The policy was published for public comment in the Federal Register in February.

It makes allowances for hormone therapy and mental health counseling for “gender dysphoria.” That’s the clinical term for people who identify as a gender that is different than their sex at birth.

By law, Tricare cannot cover sex-change surgery.

The Department of Defense lifted a ban on openly transgender troops in June.

Officials will issue a handbook for commanders and everyone affected by the new policy by October 1. They also will put out medical guidance for providing transition care to transgender troops.

Amy Bushatz with Military.com wrote, “As part of the new policy, military medical facilities will provide hormone treatment, counseling and sex-change surgery when deemed ‘medically necessary.'”

Bono told Military.com that the official policy should go live by October 1.

“DHA and the Tricare plan have been working hand in glove with the services so that we’re able to roll this out in the same time frame,” Bono said. “We’ll be lock-step with what the services are doing. There should not be any lag; the whole goal is that we’re going to make this as seamless as we can.”

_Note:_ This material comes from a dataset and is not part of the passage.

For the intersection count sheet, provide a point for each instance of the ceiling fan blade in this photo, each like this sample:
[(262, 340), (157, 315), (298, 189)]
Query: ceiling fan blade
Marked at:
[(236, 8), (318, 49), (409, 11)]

Bono told Military.com that Tricare is working with regional contractors to approve transgender treatment that the new police will cover. Bono said If the contractor will not approve it, she will.

“What I’m trying to do right now is give that approval level to the contractors, and if that’s still not in place, then it comes up to me and I wave it,” she said. “I don’t think we need to wait for the actual policy to be signed and wait for the ink to be dried. It’s something we can do.”

The president of the American Military Partner Association, which supports gay and transgender military families, told Military.com that families deserve care, regardless of medical needs.

“All service members and their family members, including those who happen to be transgender, deserve access to quality medical care — care they have earned serving our nation,” said Ashley Broadway, AMPA’s president. “We look forward to reviewing the new regulations and hope they provide the full range of appropriate and medically necessary care.”